This posting is really about things I tried to do most recently with the project, how they didn’t work, and how I received help to figure them out. I wanted to find a program that would allow me to not only count the number of words in the text like I did previously, but sort them by the TEI tags so that I could count word frequencies from within the collection of tags.
For example, I wanted to be able to address the question about what items were on sale and how they might have changed over time. All the sales items were differently named though, so it would not have been possible to search for them easily by keyword. However, each Sale tag did have the <sale> tag itself in common, and if I could search that, I could categorise from within it and determine how much of the sale focused on meat, how much on animal furs, etc.
I reached out to the professor via our Slack channel and received advice directing me towards a program called Catmandu. I began following the tutorial after I had installed it. I showed it to my brother, hoping he was familiar with it and could give me a head start.
We decided after some exploration that we would prefer to not only count the number of tags each word totaled to, but to sort the place names and determine their relationship to each other. We abandoned Catmandu and began to work with regex and python.

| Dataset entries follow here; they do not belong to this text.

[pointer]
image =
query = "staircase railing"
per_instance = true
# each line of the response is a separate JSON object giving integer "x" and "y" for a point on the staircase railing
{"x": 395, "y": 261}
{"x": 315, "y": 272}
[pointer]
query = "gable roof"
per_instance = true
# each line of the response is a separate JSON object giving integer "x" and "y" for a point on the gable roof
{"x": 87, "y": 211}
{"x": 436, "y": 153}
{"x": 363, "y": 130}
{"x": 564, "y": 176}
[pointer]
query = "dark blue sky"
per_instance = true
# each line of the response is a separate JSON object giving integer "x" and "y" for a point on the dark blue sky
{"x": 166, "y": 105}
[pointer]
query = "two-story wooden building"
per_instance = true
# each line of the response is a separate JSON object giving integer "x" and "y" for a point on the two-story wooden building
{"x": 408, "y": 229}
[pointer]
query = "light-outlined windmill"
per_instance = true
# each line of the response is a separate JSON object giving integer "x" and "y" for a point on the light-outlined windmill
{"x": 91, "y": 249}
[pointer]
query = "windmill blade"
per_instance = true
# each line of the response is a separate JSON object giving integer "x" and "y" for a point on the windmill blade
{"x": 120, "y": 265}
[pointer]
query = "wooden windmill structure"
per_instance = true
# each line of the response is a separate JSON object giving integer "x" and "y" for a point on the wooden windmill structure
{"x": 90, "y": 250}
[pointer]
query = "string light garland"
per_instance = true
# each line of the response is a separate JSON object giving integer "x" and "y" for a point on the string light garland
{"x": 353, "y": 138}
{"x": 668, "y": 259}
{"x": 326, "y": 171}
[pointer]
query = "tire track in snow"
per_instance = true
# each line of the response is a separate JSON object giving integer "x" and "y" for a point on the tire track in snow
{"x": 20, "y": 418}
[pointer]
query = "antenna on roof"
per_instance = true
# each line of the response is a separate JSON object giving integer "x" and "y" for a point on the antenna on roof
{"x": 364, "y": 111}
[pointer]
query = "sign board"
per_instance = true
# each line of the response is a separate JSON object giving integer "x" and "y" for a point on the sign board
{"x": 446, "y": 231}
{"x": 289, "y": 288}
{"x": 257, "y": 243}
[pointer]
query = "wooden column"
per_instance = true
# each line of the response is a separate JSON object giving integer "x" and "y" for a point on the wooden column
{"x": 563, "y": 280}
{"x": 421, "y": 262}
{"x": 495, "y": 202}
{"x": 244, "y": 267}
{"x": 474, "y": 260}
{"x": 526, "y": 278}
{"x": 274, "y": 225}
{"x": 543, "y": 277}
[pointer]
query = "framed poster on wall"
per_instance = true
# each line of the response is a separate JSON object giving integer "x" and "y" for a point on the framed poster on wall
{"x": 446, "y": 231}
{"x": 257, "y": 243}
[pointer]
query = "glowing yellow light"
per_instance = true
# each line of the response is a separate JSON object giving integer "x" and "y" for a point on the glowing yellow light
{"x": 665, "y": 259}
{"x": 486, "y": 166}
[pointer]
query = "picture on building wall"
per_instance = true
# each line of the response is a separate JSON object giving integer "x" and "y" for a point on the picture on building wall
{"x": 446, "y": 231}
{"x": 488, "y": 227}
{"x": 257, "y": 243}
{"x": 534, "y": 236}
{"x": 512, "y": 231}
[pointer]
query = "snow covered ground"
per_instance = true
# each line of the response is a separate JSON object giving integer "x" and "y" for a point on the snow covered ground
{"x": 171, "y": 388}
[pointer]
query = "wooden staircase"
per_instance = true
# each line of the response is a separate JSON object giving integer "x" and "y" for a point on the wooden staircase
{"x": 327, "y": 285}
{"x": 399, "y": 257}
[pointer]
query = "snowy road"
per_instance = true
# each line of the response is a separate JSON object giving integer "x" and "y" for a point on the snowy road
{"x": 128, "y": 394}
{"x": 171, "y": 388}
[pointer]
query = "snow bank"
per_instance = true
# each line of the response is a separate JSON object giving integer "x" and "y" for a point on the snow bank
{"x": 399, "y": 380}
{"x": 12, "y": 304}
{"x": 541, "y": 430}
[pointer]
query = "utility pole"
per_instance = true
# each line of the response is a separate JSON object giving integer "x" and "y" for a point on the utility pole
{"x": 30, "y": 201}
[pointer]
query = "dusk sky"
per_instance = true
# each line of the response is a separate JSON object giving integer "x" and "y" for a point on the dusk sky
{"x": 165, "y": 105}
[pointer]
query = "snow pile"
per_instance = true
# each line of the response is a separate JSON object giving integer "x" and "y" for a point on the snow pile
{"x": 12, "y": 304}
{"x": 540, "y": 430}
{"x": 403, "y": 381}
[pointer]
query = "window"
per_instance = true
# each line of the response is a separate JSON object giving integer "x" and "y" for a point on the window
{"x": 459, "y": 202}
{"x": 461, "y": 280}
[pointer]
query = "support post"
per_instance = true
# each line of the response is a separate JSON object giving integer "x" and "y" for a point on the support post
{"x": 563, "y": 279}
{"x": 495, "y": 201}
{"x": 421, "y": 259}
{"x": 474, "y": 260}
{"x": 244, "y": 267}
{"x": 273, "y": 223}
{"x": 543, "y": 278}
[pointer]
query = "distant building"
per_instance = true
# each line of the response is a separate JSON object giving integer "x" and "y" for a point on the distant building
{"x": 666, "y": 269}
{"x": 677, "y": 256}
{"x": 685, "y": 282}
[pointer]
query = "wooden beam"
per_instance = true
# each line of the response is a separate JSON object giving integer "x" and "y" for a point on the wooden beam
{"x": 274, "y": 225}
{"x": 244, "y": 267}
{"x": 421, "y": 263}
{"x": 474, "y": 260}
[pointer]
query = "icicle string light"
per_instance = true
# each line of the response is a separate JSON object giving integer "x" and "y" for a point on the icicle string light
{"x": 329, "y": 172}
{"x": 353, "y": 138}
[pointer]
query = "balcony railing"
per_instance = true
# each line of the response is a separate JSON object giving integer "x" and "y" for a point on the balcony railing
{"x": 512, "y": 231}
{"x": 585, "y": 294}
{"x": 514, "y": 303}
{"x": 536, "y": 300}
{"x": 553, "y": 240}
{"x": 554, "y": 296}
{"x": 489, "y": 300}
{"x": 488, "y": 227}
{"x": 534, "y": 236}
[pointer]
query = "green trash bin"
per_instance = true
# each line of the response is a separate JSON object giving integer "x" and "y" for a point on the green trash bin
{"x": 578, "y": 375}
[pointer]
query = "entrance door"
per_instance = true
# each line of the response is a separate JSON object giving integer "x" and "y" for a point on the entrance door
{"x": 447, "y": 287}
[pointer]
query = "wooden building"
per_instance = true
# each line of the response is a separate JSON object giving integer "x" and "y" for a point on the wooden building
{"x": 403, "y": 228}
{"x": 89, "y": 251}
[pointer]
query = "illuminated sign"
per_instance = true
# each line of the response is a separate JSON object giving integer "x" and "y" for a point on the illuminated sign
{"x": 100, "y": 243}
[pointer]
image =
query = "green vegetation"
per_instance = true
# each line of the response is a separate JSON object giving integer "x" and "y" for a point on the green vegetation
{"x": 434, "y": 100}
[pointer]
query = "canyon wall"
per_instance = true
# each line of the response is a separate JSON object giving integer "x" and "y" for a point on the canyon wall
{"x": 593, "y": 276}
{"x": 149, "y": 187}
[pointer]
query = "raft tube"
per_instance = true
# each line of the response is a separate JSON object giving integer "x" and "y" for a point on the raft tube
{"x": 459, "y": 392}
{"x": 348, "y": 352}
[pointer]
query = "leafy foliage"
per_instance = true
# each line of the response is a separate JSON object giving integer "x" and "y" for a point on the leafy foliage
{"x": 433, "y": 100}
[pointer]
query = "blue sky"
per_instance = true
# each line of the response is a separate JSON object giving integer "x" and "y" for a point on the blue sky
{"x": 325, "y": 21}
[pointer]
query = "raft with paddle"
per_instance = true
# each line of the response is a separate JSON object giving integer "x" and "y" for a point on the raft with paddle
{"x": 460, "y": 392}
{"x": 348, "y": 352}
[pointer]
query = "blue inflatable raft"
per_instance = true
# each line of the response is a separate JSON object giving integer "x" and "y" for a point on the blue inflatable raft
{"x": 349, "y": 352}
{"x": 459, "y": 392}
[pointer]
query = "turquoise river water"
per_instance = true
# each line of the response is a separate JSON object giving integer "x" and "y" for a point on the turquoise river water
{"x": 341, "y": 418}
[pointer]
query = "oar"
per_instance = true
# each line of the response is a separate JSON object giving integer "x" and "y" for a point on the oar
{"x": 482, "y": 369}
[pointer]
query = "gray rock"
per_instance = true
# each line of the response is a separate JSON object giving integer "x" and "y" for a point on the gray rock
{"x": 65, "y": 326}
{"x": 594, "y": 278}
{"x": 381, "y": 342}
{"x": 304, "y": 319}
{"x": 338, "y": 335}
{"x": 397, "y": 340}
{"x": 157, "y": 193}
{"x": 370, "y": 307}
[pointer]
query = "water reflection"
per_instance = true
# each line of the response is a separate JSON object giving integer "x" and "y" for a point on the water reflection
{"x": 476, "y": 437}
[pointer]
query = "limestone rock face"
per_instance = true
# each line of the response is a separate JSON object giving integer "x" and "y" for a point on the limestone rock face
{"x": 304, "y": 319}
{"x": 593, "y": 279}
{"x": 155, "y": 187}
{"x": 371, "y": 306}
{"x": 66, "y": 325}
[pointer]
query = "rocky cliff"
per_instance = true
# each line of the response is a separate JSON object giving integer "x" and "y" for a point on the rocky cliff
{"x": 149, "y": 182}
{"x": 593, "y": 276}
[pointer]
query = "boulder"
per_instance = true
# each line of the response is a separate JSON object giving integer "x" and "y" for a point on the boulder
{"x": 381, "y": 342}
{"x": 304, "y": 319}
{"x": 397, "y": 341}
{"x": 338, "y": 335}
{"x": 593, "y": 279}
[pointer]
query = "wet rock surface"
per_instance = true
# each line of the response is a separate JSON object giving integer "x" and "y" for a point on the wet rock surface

The plan was the create a regex searching for the <placeName> tag, including up to the end of the “ref” line and then use a python expression to tabulate all instances of the same place name.
I wrote a regex that I thought would do this
(“<placeName” + “>)
The rest of the blog basically reads like a “fail-log”, an account of what I wanted to do, how I tried to do it, what help I had, and how it didn’t work.
I was right about the beginning section of the regex and the later need for the “+” to grab additional information. I was not precise enough and while I remembered some of the conventions about writing the expression, I forgot others, such as the “\” and the strategic use of brackets.
My brother modified my expression so that it continued until the “ref” at the end. <placeName key=\”(.+)\” ref “> – inserted to close the tag and prevent the rest of the text from changing colour” This correctly identified the place names, but the “ref” it was picking up was not always the one it started with, especially when the place names occurred on the same line
We then turned to the python part, looking for ways to isolate each line independently and then add re-occurring place names into a counter. This required the creation of the python file, using “for” to identify the regex phrase to be searched for, “if” means that if it finds more than one for the phrase, it adds it up and creates frequencies. If the place name is mentioned for the first time, it is simply noted. This is referred to as the dictionary.
He kindly created and sent me this python script:
It works in theory, but the “key=” causes problems with the script and it will not work. However, this process demonstrated the initial steps of this analysis. If I had more time and was following this project through, the goal would be to learn more about why the **placenames[m.group(1)] = placenames[m.group(1)] + 1 section isn’t working properly.
Theoretically, if it did, it would search for all place names that were in tags, and tabulate how many times each was mentioned. I would then take the information and place it into context, asking what, if any, the relationship was between a locations’s location and Shawville. Other data analysis could also be conducted, similar to what I have discussed previously. The same type of process would also be done for well-known vs. regular people, and items sold at the groceries what, if anything, it would have to do with seasonal products.